Les bas-marais acides sont des habitats naturels à très forte valeur patrimoniale régionale, souvent refuge d’espèces végétales et animales rares et menacées à l’échelle régionale, nationale et parfois même européenne. Ils s’intègrent souvent à un complexe d’écosystèmes et d’habitats naturels liés aux zones humides, riches et originaux.

Avec 15 espèces de la Liste Rouge Régionale, les phanérogames sont particulièrement bien représentés ; la plupart sont des espèces de flore « froide » – médio-européennes, continentales ou sub-boréales – qui atteignent souvent leur limite de distribution occidentale sur la marge orientale de la région Poitou-Charentes : Violette des marais Viola palustris, Laîche blanchâtre Carex curta, Laîche noire Carex nigra, Pédiculaire des marais Pedicularis palustris (non revu toutefois de sa dernière localité en Charente depuis le milieu des années 1970)… D’après les données des anciens catalogues floristiques, il semble que la majorité de ces espèces ait connu un important déclin régional qui ne serait pas imputable seulement à la disparition des habitats – bien qu’il s’agisse aussi d’une cause importante – mais probablement aussi à un changement climatique, sensible depuis la fin du XIXème siècle.

Les bryophytes sont généralement abondants et diversifiés, et sont représentés principalement par des mousses pleurocarpes et des sphaignes.

Il s’agit enfin d’un habitat de reproduction ou de chasse pour quelques libellules rares et menacées inféodées aux milieux oligotrophes, telles que la Cordulie à taches jaunes Somatochlora flavomaculata (espèce en danger), ou pour des papillons très raréfiés dans toute l’Europe comme le Fadet des laîches Coenonympha oedipus.

Menaces

Les bas-marais acides, comme la plupart des zones humides et tourbeuses, ont subi un très fort déclin au cours du XXème siècle.
Compte tenu de leur très lente évolution, la destruction de l’habitat paraît irréversible.
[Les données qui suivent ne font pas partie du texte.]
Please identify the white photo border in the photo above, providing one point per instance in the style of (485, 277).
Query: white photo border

Les principales menaces à l’origine de sa raréfaction sont l’agriculture (retournement pour la mise en culture, amendements, apport d’engrais et produits phytosanitaires dans les eaux de ruissellement, populiculture, drainage…), les projets de développement des infrastructures ou encore l’urbanisme.

Statut régional

Dans la région Poitou-Charentes, ce type de milieu est rare, très disséminé et n’occupe toujours que de très faibles surfaces.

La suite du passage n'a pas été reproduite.